While it's important to reduce the failure rate of data science projects, it's still acceptable to have ideas that don't pan out. If significant time is devoted to projects that are doomed to fail because of poor data quality, that's one thing. But if they fail early because an idea wasn't quite right, that will lead to a culture of experimentation.
"That feeling of fail-fast is very crucial to success," Macher said. "Making sure your infrastructure supports the full breadth of possible failures, whether on the model side or deployment side, is very crucial to building a good data science culture that's focused on building infrastructure for applications."
Focusing on early growth
Growth and knowledge need to be prioritized, according to Macher. And that manifests in two ways.
First, the growth of the business needs to be a top priority for data science teams. Projects should be about reducing risk and optimizing opportunity. And second, their own growth and knowledge is critical.

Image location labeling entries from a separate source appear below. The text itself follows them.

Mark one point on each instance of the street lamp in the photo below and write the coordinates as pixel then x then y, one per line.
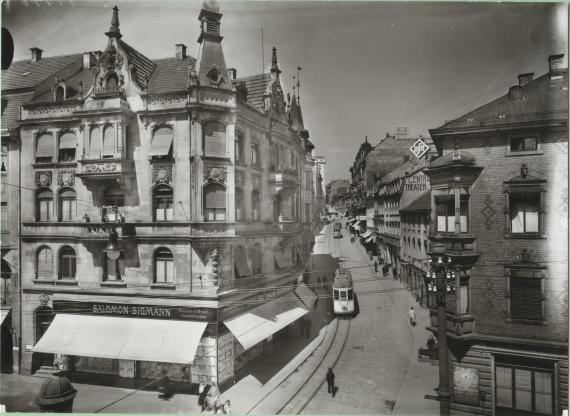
pixel 440 281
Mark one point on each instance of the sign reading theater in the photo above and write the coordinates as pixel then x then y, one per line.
pixel 138 311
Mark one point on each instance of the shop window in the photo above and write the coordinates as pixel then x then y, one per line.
pixel 44 263
pixel 163 266
pixel 523 144
pixel 214 139
pixel 95 143
pixel 67 263
pixel 445 211
pixel 67 205
pixel 162 198
pixel 44 148
pixel 44 205
pixel 214 202
pixel 239 204
pixel 255 154
pixel 255 213
pixel 109 142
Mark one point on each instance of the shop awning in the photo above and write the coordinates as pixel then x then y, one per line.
pixel 123 338
pixel 161 143
pixel 306 295
pixel 263 321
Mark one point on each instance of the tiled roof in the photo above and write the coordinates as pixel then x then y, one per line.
pixel 14 77
pixel 542 99
pixel 256 86
pixel 170 75
pixel 421 203
pixel 144 66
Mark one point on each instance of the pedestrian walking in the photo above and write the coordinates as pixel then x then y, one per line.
pixel 412 316
pixel 330 381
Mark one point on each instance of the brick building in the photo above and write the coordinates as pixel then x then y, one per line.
pixel 156 194
pixel 499 204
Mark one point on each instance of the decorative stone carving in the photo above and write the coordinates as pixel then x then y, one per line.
pixel 162 174
pixel 215 172
pixel 66 178
pixel 43 179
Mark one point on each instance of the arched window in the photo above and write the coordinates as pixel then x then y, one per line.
pixel 239 148
pixel 162 200
pixel 109 141
pixel 67 205
pixel 163 266
pixel 67 145
pixel 255 205
pixel 239 204
pixel 44 205
pixel 214 202
pixel 67 263
pixel 59 93
pixel 214 139
pixel 95 143
pixel 44 263
pixel 112 83
pixel 44 148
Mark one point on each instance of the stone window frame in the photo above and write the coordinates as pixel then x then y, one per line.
pixel 525 271
pixel 530 185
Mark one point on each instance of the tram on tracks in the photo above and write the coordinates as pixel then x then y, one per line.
pixel 343 293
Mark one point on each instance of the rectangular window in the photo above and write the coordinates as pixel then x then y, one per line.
pixel 523 144
pixel 524 213
pixel 526 298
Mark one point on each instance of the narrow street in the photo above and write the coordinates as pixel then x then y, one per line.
pixel 380 346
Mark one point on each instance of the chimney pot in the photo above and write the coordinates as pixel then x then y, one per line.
pixel 36 54
pixel 180 51
pixel 555 66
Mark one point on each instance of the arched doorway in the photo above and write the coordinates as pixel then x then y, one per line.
pixel 43 316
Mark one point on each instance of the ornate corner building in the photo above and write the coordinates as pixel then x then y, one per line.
pixel 159 192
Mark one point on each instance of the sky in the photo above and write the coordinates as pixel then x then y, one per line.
pixel 367 67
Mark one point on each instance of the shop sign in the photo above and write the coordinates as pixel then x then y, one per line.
pixel 180 313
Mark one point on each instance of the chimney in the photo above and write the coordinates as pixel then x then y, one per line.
pixel 36 54
pixel 555 66
pixel 180 51
pixel 525 78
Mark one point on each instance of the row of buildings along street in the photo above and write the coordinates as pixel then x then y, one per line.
pixel 487 193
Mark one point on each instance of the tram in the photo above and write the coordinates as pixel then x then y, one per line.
pixel 343 293
pixel 336 230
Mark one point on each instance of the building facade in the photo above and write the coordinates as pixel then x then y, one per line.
pixel 165 201
pixel 499 205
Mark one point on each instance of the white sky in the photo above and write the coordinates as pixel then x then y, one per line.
pixel 368 67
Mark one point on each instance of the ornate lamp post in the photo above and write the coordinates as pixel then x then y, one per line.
pixel 440 281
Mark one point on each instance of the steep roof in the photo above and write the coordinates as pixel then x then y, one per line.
pixel 35 72
pixel 540 99
pixel 256 86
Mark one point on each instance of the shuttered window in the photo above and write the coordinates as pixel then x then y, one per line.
pixel 214 141
pixel 214 203
pixel 95 143
pixel 526 298
pixel 109 142
pixel 44 262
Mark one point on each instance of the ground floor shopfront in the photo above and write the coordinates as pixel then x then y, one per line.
pixel 506 380
pixel 135 341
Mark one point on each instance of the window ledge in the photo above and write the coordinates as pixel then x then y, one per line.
pixel 66 282
pixel 525 236
pixel 44 281
pixel 527 321
pixel 524 153
pixel 113 283
pixel 169 286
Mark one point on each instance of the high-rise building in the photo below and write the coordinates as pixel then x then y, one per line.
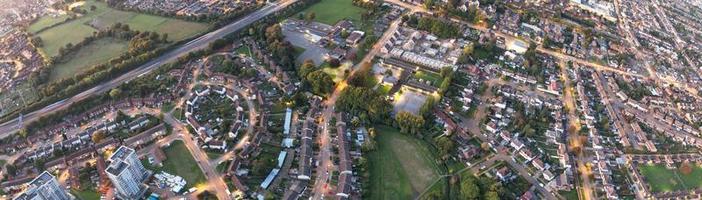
pixel 44 187
pixel 127 173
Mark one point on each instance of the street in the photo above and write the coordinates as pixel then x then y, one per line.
pixel 10 127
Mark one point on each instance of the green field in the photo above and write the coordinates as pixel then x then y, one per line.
pixel 45 22
pixel 331 11
pixel 97 52
pixel 180 162
pixel 401 167
pixel 336 73
pixel 662 179
pixel 103 17
pixel 76 30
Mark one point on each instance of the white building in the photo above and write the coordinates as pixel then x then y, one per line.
pixel 127 173
pixel 44 187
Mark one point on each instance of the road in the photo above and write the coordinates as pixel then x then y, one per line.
pixel 586 189
pixel 9 127
pixel 321 187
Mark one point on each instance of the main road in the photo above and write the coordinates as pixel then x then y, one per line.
pixel 10 127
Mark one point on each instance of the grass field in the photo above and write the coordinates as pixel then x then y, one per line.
pixel 95 53
pixel 103 17
pixel 180 162
pixel 46 21
pixel 337 73
pixel 331 11
pixel 18 97
pixel 87 194
pixel 662 179
pixel 401 167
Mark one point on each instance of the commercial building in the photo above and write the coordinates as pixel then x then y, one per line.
pixel 127 173
pixel 44 187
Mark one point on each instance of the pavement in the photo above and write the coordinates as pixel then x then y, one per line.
pixel 321 186
pixel 202 42
pixel 297 38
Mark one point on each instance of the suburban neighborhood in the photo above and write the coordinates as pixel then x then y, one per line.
pixel 350 99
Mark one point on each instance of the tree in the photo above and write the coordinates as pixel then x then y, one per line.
pixel 320 82
pixel 445 145
pixel 98 136
pixel 334 63
pixel 164 37
pixel 310 16
pixel 409 123
pixel 39 164
pixel 469 188
pixel 428 4
pixel 11 169
pixel 23 132
pixel 115 93
pixel 306 68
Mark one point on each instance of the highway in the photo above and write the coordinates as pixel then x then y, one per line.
pixel 10 127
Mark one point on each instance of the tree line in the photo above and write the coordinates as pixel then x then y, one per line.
pixel 436 26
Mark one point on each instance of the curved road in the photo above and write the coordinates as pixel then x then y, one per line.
pixel 10 127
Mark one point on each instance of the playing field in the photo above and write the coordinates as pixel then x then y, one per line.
pixel 95 53
pixel 401 167
pixel 180 162
pixel 662 179
pixel 331 11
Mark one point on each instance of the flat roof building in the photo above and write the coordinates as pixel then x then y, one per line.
pixel 127 173
pixel 44 187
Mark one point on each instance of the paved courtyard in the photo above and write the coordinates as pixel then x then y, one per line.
pixel 297 36
pixel 409 101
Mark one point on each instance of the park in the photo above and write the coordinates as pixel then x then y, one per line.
pixel 662 179
pixel 401 167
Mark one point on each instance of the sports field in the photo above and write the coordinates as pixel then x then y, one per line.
pixel 401 167
pixel 662 179
pixel 97 52
pixel 331 11
pixel 180 162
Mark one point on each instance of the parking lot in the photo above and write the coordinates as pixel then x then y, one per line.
pixel 297 36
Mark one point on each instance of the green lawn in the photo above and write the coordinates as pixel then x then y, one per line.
pixel 331 11
pixel 694 179
pixel 432 77
pixel 337 73
pixel 401 167
pixel 104 16
pixel 244 50
pixel 45 22
pixel 662 179
pixel 180 162
pixel 97 52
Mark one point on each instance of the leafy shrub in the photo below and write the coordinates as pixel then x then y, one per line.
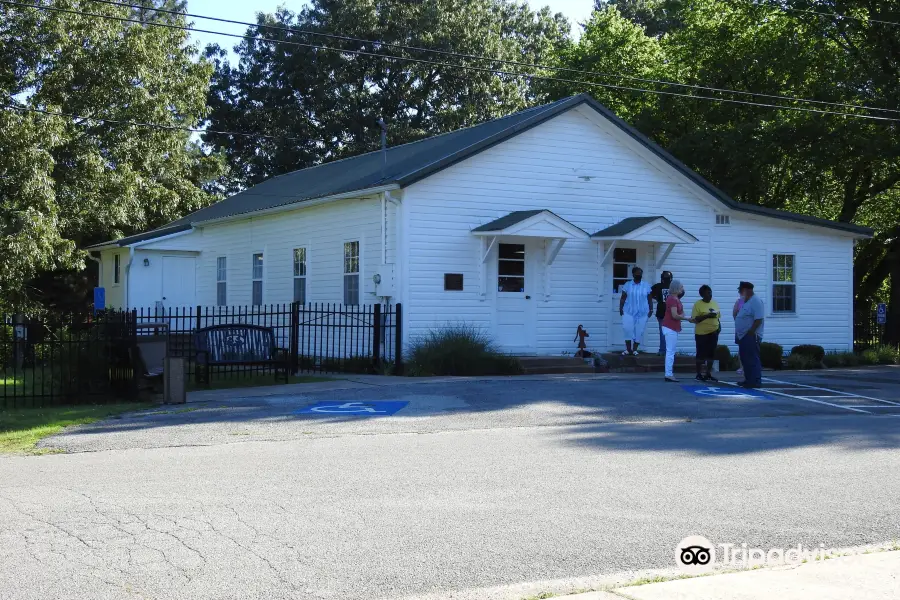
pixel 727 361
pixel 841 359
pixel 887 355
pixel 352 364
pixel 458 350
pixel 816 353
pixel 803 362
pixel 771 355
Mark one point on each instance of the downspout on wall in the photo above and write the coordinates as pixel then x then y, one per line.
pixel 99 261
pixel 128 277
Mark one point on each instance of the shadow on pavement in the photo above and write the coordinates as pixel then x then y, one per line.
pixel 612 413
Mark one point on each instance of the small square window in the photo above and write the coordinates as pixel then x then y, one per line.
pixel 625 255
pixel 453 282
pixel 221 281
pixel 784 284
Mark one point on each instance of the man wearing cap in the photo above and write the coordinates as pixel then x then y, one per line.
pixel 748 330
pixel 659 292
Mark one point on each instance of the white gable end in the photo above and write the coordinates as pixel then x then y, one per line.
pixel 593 175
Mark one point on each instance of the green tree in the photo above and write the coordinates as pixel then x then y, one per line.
pixel 330 102
pixel 838 167
pixel 66 183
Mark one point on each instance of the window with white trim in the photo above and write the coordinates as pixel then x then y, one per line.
pixel 257 278
pixel 221 278
pixel 300 275
pixel 351 273
pixel 784 284
pixel 624 259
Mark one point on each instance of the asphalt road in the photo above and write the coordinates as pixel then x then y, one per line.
pixel 472 485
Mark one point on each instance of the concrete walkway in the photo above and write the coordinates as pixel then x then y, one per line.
pixel 873 576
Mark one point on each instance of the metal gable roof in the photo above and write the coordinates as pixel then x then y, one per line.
pixel 508 220
pixel 412 162
pixel 625 226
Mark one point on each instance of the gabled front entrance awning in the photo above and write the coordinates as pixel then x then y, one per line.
pixel 531 223
pixel 535 224
pixel 541 224
pixel 653 230
pixel 645 229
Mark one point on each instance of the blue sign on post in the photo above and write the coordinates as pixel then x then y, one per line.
pixel 723 391
pixel 357 409
pixel 99 299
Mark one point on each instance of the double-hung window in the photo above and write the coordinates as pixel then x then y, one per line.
pixel 784 284
pixel 257 278
pixel 221 277
pixel 300 275
pixel 351 273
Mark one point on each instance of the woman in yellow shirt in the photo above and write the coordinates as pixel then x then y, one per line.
pixel 706 315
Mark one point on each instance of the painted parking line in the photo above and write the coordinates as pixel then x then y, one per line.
pixel 821 389
pixel 777 393
pixel 359 409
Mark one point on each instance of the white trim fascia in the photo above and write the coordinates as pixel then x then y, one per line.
pixel 297 205
pixel 159 239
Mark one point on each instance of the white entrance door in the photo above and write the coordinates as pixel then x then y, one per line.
pixel 179 287
pixel 623 260
pixel 515 323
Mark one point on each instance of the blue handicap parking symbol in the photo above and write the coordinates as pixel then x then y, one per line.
pixel 359 409
pixel 723 391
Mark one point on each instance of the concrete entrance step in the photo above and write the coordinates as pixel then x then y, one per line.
pixel 546 365
pixel 646 363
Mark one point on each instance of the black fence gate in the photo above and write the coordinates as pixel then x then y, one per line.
pixel 89 358
pixel 319 338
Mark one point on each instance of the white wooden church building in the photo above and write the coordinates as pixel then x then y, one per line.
pixel 525 226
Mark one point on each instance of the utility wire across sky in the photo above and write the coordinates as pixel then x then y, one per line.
pixel 296 30
pixel 529 76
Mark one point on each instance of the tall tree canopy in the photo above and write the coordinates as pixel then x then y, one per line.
pixel 69 182
pixel 331 101
pixel 838 167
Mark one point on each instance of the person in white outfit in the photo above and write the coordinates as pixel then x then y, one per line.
pixel 672 325
pixel 635 306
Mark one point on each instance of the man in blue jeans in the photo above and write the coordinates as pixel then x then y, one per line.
pixel 659 292
pixel 748 329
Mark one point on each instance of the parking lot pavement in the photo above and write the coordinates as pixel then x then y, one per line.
pixel 579 403
pixel 451 489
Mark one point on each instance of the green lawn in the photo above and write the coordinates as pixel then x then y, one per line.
pixel 222 381
pixel 22 428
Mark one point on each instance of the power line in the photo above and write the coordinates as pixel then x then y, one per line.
pixel 498 60
pixel 528 76
pixel 149 125
pixel 815 12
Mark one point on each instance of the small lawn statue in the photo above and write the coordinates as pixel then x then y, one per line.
pixel 580 334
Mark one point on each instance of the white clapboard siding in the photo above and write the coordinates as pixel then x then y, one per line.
pixel 823 269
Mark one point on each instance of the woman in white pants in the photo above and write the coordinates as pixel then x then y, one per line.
pixel 672 325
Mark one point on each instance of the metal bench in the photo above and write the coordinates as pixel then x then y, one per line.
pixel 238 345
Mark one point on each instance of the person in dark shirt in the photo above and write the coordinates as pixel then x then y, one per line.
pixel 659 292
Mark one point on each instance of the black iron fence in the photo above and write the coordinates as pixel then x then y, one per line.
pixel 91 358
pixel 319 338
pixel 867 331
pixel 67 359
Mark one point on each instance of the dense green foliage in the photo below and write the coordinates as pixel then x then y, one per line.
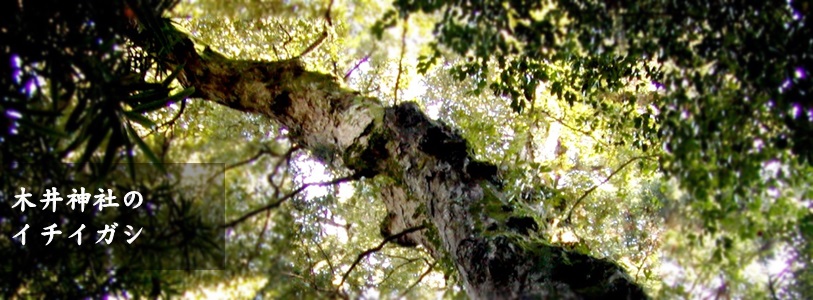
pixel 650 132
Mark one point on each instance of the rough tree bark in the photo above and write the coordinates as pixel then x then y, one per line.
pixel 436 182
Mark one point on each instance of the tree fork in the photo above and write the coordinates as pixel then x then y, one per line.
pixel 436 181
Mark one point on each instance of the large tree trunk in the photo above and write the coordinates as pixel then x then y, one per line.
pixel 435 181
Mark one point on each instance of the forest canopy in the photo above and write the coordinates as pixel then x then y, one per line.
pixel 667 143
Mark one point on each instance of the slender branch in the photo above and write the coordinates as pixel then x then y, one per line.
pixel 285 198
pixel 624 165
pixel 407 261
pixel 426 273
pixel 260 239
pixel 568 126
pixel 248 161
pixel 378 248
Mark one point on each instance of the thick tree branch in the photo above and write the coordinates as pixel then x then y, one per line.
pixel 590 190
pixel 435 180
pixel 376 249
pixel 290 195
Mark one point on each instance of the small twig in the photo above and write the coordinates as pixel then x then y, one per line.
pixel 283 199
pixel 378 248
pixel 315 44
pixel 327 13
pixel 350 72
pixel 578 201
pixel 400 61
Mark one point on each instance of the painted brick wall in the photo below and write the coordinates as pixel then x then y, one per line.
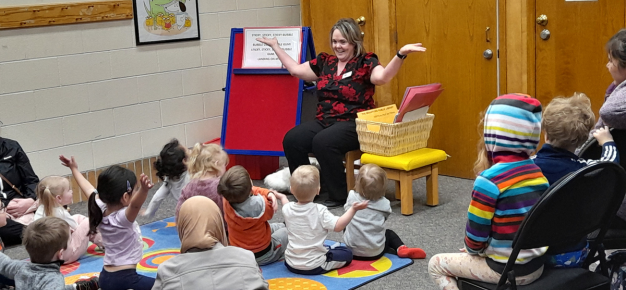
pixel 87 90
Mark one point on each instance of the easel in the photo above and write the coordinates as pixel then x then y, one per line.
pixel 260 106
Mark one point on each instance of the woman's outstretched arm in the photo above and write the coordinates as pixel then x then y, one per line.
pixel 302 71
pixel 382 75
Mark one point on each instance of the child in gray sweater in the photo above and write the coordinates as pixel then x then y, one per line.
pixel 45 240
pixel 366 235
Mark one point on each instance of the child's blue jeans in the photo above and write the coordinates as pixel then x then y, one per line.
pixel 124 280
pixel 336 258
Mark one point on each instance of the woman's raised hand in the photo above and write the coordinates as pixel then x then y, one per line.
pixel 68 162
pixel 413 47
pixel 271 42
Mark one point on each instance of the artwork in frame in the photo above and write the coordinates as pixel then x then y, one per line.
pixel 166 20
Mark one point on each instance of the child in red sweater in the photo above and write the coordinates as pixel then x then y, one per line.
pixel 247 210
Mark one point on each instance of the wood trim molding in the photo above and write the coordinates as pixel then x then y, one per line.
pixel 64 13
pixel 518 42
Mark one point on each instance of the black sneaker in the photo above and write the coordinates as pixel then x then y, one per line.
pixel 92 284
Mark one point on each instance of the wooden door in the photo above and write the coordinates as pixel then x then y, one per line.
pixel 454 34
pixel 321 15
pixel 573 59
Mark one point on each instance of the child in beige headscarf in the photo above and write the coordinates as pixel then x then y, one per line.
pixel 206 260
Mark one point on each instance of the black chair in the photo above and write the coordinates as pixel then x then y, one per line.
pixel 615 238
pixel 578 204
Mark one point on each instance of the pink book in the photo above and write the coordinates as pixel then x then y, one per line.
pixel 418 97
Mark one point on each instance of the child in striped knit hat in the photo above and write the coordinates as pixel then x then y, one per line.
pixel 507 185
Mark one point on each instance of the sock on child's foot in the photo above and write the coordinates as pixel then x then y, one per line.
pixel 413 253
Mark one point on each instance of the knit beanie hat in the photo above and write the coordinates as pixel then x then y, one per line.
pixel 512 127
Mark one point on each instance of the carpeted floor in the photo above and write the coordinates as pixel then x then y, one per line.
pixel 437 229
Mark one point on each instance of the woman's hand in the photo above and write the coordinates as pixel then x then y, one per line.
pixel 70 163
pixel 18 206
pixel 271 42
pixel 410 48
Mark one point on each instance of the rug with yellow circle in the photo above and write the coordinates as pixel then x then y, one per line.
pixel 161 243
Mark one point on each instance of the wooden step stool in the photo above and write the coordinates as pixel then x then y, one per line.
pixel 404 168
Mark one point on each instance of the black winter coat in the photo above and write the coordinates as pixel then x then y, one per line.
pixel 15 166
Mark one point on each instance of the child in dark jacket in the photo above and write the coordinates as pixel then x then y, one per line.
pixel 566 124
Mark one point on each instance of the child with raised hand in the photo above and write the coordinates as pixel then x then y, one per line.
pixel 171 168
pixel 53 192
pixel 308 225
pixel 45 240
pixel 113 210
pixel 366 235
pixel 247 210
pixel 207 163
pixel 507 186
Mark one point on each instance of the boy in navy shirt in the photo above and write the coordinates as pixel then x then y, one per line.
pixel 566 123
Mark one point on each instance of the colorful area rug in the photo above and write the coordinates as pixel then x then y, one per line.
pixel 161 243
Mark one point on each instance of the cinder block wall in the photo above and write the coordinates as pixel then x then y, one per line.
pixel 88 90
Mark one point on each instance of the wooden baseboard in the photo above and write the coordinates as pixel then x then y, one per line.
pixel 138 167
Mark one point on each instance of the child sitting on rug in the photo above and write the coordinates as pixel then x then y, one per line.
pixel 507 186
pixel 53 192
pixel 566 123
pixel 113 210
pixel 247 210
pixel 171 168
pixel 366 235
pixel 308 225
pixel 207 162
pixel 45 241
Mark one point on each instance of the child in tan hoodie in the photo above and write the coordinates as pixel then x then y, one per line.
pixel 247 210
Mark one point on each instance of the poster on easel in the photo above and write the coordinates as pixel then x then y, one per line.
pixel 259 55
pixel 261 104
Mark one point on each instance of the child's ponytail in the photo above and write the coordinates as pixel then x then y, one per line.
pixel 206 158
pixel 47 189
pixel 95 214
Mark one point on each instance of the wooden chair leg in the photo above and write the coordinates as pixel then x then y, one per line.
pixel 398 193
pixel 406 192
pixel 432 186
pixel 349 171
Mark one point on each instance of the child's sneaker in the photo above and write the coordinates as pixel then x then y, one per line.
pixel 86 283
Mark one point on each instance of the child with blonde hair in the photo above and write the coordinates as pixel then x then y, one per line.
pixel 247 210
pixel 54 192
pixel 113 210
pixel 45 240
pixel 366 235
pixel 566 124
pixel 171 167
pixel 506 188
pixel 308 225
pixel 207 163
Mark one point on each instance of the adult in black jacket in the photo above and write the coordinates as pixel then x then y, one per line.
pixel 16 168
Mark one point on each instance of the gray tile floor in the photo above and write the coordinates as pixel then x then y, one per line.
pixel 435 229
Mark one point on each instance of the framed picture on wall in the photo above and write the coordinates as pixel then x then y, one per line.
pixel 166 21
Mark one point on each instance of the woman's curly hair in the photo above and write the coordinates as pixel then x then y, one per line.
pixel 171 161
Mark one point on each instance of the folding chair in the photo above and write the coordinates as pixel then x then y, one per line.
pixel 575 206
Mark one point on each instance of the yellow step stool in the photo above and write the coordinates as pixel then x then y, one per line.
pixel 404 168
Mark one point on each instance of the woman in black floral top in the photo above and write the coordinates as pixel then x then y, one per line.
pixel 345 86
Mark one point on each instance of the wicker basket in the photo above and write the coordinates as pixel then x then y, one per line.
pixel 394 139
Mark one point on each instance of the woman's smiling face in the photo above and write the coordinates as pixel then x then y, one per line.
pixel 343 49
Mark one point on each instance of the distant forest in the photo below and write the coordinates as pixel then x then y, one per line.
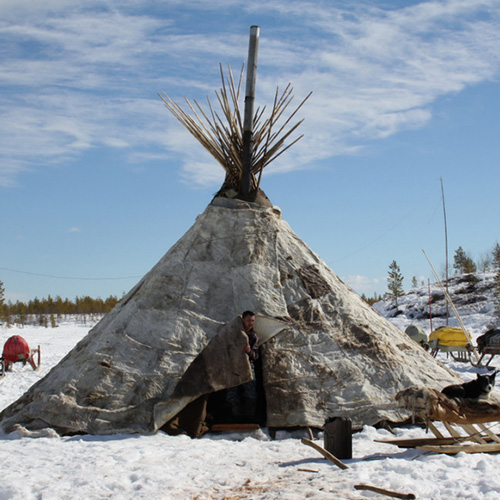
pixel 49 312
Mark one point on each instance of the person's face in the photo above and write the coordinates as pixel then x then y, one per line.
pixel 248 323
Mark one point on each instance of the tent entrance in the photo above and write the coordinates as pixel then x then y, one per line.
pixel 233 406
pixel 213 409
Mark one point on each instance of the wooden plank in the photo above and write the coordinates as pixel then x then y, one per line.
pixel 234 427
pixel 325 453
pixel 452 449
pixel 434 430
pixel 475 434
pixel 382 491
pixel 488 433
pixel 453 432
pixel 415 442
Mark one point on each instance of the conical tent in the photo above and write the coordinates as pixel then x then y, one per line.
pixel 166 352
pixel 176 337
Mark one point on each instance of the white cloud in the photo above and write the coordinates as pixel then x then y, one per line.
pixel 79 78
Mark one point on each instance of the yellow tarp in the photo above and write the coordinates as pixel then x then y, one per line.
pixel 449 336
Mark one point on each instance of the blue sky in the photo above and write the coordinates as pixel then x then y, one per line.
pixel 98 180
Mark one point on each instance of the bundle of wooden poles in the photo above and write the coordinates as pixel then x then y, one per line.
pixel 221 134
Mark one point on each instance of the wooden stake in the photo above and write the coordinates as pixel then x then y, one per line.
pixel 325 453
pixel 382 491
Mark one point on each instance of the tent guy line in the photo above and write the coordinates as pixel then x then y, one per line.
pixel 41 275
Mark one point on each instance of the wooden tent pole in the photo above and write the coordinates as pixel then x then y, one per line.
pixel 246 176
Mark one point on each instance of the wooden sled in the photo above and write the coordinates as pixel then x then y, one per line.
pixel 464 422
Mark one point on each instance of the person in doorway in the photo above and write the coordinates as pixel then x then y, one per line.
pixel 243 399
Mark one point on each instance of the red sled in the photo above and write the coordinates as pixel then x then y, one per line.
pixel 17 350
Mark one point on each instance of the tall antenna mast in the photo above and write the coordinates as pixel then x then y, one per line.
pixel 446 249
pixel 246 177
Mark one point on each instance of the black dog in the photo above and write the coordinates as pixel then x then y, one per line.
pixel 475 389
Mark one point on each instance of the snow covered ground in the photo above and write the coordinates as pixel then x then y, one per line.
pixel 236 466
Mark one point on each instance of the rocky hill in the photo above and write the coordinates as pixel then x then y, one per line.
pixel 472 295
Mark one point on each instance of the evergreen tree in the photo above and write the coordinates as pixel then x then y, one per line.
pixel 495 257
pixel 463 263
pixel 395 282
pixel 496 280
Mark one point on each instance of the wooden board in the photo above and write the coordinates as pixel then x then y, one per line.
pixel 413 443
pixel 452 449
pixel 234 427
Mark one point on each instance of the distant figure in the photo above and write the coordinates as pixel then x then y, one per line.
pixel 243 399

When developing a data science strategy and undertaking data science projects for the first time, organizations should start small and then grow. The first projects shouldn't be massive undertakings with a broad scope. Instead, even if the eventual value gained from the first projects is minimal, small projects that succeed will eventually lead to bigger projects with the potential for bigger results.
"That's going to set your data science team's culture in the right direction," Macher said. "That first project you land is going to define the direction of your data science team. Making sure that there's an initial win focused on growth will not only set the team in the right direction but also jumpstart what we call the flywheel of machine learning."
Data scientists will build models that DevOps teams hand off to product managers. They'll get used to fuel growth, which will lead to the influx of more data that will feed the data scientists who can then build more and better models.
"And then that flywheel keeps spinning," Macher said.
Meanwhile, a mistake organizations often make happens at the hiring level. They hire someone with deep data science knowledge to be a leader and then fill in the positions below that top level.
Instead, they should hire what Macher calls people at the advanced middle who have room to grow. Those people are senior enough to have seen projects done before and know what pieces of infrastructure they need, but not so senior that they are removed from being hands-on.
"Organizations can then promote, grow and scale from there," Macher said.
Hiring a data scientist
Finally, if organizations want to reap the benefits of data science projects, they need to hire data scientists to do the work, according to Macher.
Data engineers and data analysts are important to organizations, but they're not data scientists. They have different skills than data scientists, and are trained to think in different ways.
Data engineers are often experts in machine learning, but they lack the advanced math and statistics skills needed to solve business problems, Macher said. Analysts, meanwhile, usually have the math and statistics skills, but not the technical skills.
Data scientists have both.
"We need to hire data scientists," Macher said. "They're not data engineers and they're not data analysts."
Beyond the different ways data scientists approach projects, data scientists are needed to mentor other data scientists and provide the expertise that results in action.
"Providing opportunity requires providing expertise," Macher said. "Even if we want to hire those promising engineers or those incredibly talented analysts, if we don't have the data scientist on the team with the data science experience that's required, then the engineers and analysts bring great engineering practices and analytics thought, but not a lot of data science solutions that gain traction."